You’ve been top of the TechMeme leaderboard for quite a while. Here comes Business Insider.

As far as I am concerned, TechCrunch have always deserved their position at the top. Their closeness to the startup scene gave them their edge (plenty of scoops and insights: who’s going to be the next FaceBook, Apple, Google or Microsoft etc.) when they took over the lead from the previous tech news leaders, the gadget sites, Engadget and Gizmodo, which (as  I recall, long ago, perhaps before TechMeme, I’m not certain) had in turn taken the lead (how did we measure this in those days?) away (by having a faster flow, using ‘human curated aggregation’ and a more zeitgeisty attitude) from the established tech news publishers like ZD/CNET.

So does Business Insider’s ascendance (which by the way, is just an intuition of mine) mean that the focus of tech news is at a new inflection point? Is it really all about ‘broadening the base’ such that the ‘startup scene savvy’ tech reporter’s perspective is being applied (by Business Insider) to a wider range of news topics than just tech news? Is it that both tech news and non-tech news stories are being covered by reporters with a combination of that startup scene savvy and ‘financial analyst input’? If so, this seems to be going beyond what TechCrunch does.

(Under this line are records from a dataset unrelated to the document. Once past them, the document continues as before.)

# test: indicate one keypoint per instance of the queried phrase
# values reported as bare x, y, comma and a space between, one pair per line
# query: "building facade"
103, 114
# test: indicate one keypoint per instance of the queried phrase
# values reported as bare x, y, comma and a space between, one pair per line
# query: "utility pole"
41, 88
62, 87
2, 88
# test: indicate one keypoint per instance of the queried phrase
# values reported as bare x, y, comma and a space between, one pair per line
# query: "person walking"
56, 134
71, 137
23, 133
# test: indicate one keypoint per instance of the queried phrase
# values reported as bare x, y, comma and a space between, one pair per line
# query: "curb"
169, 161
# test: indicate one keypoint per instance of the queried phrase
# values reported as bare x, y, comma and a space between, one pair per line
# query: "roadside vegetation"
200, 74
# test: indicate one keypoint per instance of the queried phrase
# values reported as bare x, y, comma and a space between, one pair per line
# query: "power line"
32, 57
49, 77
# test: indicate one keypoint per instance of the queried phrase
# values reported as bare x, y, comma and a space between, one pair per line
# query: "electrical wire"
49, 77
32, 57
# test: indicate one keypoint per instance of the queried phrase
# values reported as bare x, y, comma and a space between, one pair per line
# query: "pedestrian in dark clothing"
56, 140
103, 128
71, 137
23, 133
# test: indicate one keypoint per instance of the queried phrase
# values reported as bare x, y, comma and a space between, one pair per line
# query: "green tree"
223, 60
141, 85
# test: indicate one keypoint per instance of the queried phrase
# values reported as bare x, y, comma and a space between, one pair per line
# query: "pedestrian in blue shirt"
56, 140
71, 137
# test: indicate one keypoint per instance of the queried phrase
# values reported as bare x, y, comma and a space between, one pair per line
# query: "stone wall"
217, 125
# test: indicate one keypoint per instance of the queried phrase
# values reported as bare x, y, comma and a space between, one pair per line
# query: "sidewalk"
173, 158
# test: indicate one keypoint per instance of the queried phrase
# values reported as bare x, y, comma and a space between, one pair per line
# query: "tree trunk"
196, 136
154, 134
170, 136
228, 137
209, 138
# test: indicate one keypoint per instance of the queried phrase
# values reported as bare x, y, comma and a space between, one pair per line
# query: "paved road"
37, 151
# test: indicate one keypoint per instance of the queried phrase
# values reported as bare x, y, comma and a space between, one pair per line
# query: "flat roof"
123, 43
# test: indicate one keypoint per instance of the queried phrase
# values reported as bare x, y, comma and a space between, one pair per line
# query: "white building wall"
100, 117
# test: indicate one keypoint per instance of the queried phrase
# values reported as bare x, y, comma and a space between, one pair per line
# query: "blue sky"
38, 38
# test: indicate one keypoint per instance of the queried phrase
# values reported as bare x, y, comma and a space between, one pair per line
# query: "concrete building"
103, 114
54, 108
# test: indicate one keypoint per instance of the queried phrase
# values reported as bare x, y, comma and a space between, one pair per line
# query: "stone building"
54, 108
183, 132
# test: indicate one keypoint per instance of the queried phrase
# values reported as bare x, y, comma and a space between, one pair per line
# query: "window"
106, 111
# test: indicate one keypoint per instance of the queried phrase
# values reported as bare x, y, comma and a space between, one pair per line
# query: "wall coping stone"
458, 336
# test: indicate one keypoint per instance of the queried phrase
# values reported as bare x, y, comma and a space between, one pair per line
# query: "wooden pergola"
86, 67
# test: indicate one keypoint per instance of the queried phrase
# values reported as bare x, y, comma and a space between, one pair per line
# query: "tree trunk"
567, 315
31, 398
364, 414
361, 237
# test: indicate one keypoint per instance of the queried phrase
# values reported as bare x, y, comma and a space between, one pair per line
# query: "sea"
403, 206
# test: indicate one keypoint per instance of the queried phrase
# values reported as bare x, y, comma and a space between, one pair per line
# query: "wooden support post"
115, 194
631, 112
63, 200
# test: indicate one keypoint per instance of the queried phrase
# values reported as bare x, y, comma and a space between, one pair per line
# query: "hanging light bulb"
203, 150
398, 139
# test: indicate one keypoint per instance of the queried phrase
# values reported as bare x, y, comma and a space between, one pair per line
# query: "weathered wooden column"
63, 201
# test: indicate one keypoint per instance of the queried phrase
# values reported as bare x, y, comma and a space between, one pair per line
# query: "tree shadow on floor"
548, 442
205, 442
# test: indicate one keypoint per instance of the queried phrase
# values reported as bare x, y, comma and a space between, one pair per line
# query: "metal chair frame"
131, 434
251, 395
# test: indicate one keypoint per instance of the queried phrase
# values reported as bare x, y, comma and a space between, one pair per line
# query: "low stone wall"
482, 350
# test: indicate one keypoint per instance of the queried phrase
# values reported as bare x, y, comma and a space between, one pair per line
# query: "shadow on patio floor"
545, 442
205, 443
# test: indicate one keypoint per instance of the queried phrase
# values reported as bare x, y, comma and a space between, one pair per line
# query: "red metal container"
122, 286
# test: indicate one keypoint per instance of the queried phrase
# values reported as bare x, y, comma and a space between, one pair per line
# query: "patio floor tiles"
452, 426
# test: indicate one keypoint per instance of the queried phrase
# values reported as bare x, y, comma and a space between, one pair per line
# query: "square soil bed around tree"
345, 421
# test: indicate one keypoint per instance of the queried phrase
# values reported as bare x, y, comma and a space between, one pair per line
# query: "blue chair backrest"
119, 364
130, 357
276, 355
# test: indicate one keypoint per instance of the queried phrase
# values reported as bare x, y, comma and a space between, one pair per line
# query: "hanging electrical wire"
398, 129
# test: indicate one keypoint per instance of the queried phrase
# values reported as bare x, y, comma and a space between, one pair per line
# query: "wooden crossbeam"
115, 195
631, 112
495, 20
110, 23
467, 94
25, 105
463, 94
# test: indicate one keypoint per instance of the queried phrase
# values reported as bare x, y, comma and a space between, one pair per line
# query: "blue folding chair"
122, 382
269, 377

What Business Insider’s market penetration strategy seems to be, is to try to make a wider range of business news stories more interesting to tech news audiences and also to make a wider range of tech news more interesting to ‘slightly less tech-attentive’ business news audiences. In addition, the aim would also be to make a wider range of (non-tech and non-business) news stories appealing to tech news audiences by offering a ‘shared affinity perspective’: ‘the rest of life’ (e.g., sports) as seen from the viewpoint of writers manifestly interested in the same things as their tech, startup and innovation investment conscious readers (and also, by the way, viewers: the video content lends itself (in terms of accessibility) perfectly to this ‘broadening of reach’ effort, something which Business Insider and almost everyone else on the news scene seems to recognise these days).

So, what of TechCrunch now? Well, talking of video, I have watched a few of theirs, and what I saw (which was actually quite riveting) seemed to me to point the way. They can go for extra depth, probing the (as yet only superficially covered) deeper recesses of the startup scene, perhaps differentiating themselves from Business Insider by, instead of focussing quite as strongly upon the financial side of the startups, probing even more deeply into personal experiences of such things as accelerators, mentoring, development nightmares, pivoting crises, founder to funder transitions, etc.

On the other hand, they could decide to try and do what Business Insider is doing and see if they can beat them at their own game. I suspect this would need some serious investment.